The convo I overheard on the bus trip today with my pre-kers :
Claire: I want glasses
Jocelynn (who wears pink glasses): Why? Because they're cute?
Claire: Yes
Jocelynn: Well you need a lazy eye like me. I have a strong eye and a lazy eye.

Kids these days... we took them to Meijer due to unforeseen circumstances with the school we were supposed to visit. I really think some of them had more fun looking at the toys in Meijer.

7:31 PM

Cap and Gown

Yesterday I picked up my cap and gown at the "grad fair". I put that in quotation marks like that because lets be real, it was like four tables set up in half the fireside. One of the tables was just to sign in, on was to buy a class ring (does anyone even do that?). One was to sign up for the alumni association (woops I missed that table). One was where you pick up your cap and gown (obviously the most important table). The last one was this survey thing. Yes it was pretty lame.

Today after school I cut Mark and Ryan's hair. As I was cutting Mark's hair I told him this would probably be the last time I cut his hair... like ever... in our lives. He made some comment about yea until we're 30. I'm starting to feel sentimental. I mean c'mon the last time I'm cutting his hair? Is this really something I'm going to miss three years from now? Well.... lets be honest, probably.

I can just feel myself getting more and more sentimental as the semester comes to an end.

1:39 PM

Konstantine

I want to be able to go to dinner and eat by myself. There is a guy who comes into the restaurant every Sunday and eats by himself and reads the newspaper. There is a lady who has come in a couple times by herself and ate alone too. I want to be able to do that.

Today I made a small step in that direction. I went to Quizno's and ate there all by myself. I know it's not a sit down type restaurant, but it's a small start towards my goal.

I am starting to get really scared about the future. It makes me feel sick to my stomach to think about it. I hope that's normal.

I'm listening to Konstantine by Something Corporate. I love this song.

"And then you bring me home, afraid to find out that you're alone."

7:44 PM

erg

Being a preschool teacher is HARD WORK! It's weird I say this now after I have worked at a preschool for three years, but never all day, every day. I am beat by the end of each day. I wish the kids would stop telling me "no" (erg) I wish they wouldn't bit me (erg) I wish they would just put on their coats and go outside instead of me having to force their coats on and carry them out (erg) I wish they would roll over and let me rub their backs during nap (erg) I wish they wouldn't scream and throw a tantrum at the first sign they aren't going to get what they want (erg).

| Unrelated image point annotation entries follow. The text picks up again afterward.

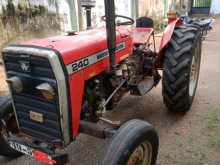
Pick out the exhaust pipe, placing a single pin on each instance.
(111, 31)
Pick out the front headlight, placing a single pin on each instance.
(47, 91)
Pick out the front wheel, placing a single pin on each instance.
(5, 109)
(136, 142)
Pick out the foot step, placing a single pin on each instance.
(143, 87)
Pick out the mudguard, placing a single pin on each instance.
(167, 34)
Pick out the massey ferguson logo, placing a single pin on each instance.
(25, 66)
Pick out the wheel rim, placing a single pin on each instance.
(194, 73)
(142, 155)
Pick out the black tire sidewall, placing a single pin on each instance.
(120, 154)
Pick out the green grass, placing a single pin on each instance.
(202, 3)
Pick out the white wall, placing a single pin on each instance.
(123, 7)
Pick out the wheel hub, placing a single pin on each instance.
(142, 155)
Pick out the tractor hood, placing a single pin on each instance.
(82, 44)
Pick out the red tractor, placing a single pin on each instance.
(61, 86)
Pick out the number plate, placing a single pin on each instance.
(21, 148)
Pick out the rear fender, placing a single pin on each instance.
(167, 34)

Some days it's hard to see the positives. Oh wait, I have one, IT'S SPRING BREAK NEXT WEEK! I also had an orange creme sickle today at snack... tasty!

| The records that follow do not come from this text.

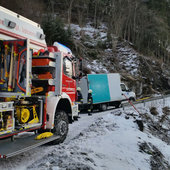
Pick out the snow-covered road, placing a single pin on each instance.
(108, 140)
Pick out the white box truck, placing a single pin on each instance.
(106, 90)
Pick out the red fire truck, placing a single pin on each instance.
(37, 86)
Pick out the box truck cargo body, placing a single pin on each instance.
(106, 90)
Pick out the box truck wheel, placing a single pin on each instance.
(103, 107)
(60, 126)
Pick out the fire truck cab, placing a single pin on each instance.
(37, 86)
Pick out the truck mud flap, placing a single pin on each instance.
(10, 148)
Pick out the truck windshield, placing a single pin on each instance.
(123, 87)
(67, 67)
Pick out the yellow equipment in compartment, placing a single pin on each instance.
(27, 114)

My cousin is pregnant and I have never been more excited for a baby in my life!

My tournament brackets are failing me.

My best friend can't come visit me this weekend because all four tires got stolen off her car last weekend in Chicago.

Oh man.

10:05 PM

Clear Eyes, Full Hearts

Clear eyes, full hearts can't lose.

If you know what show that is from you may also know I have been obsessively watching that show. I have finished the first two seasons (granted the second season only has 15 episodes) in four days.

It is currently 1 am and I should be sleeping for like two hours now, but instead I just HAD to finish season 2. The worst part is there wasn't much to see. Season 1 = AMAZING. Season 2 = Less than desirable. Hopefully season 3 (which is currently showing on real tv) will be like season 1 again. I must blame the lameness of season 2 on the writers strike. I would like to give those people a piece of my mind and tell them how much they ruined my life last year/forever because of all my shows that have a bad season because of that strike.

My computer has a virus.

7:16 PM

Can you read my mind?

Sometimes I think people can read my thoughts. It is actually quite disturbing and I hope people can't read my thoughts, because sometimes they aren't very nice. And sometimes they are weird, and sometimes they are embarrassing and sometimes they are just so crazy no one should know them but me.

So if you can read my thoughts just let me know.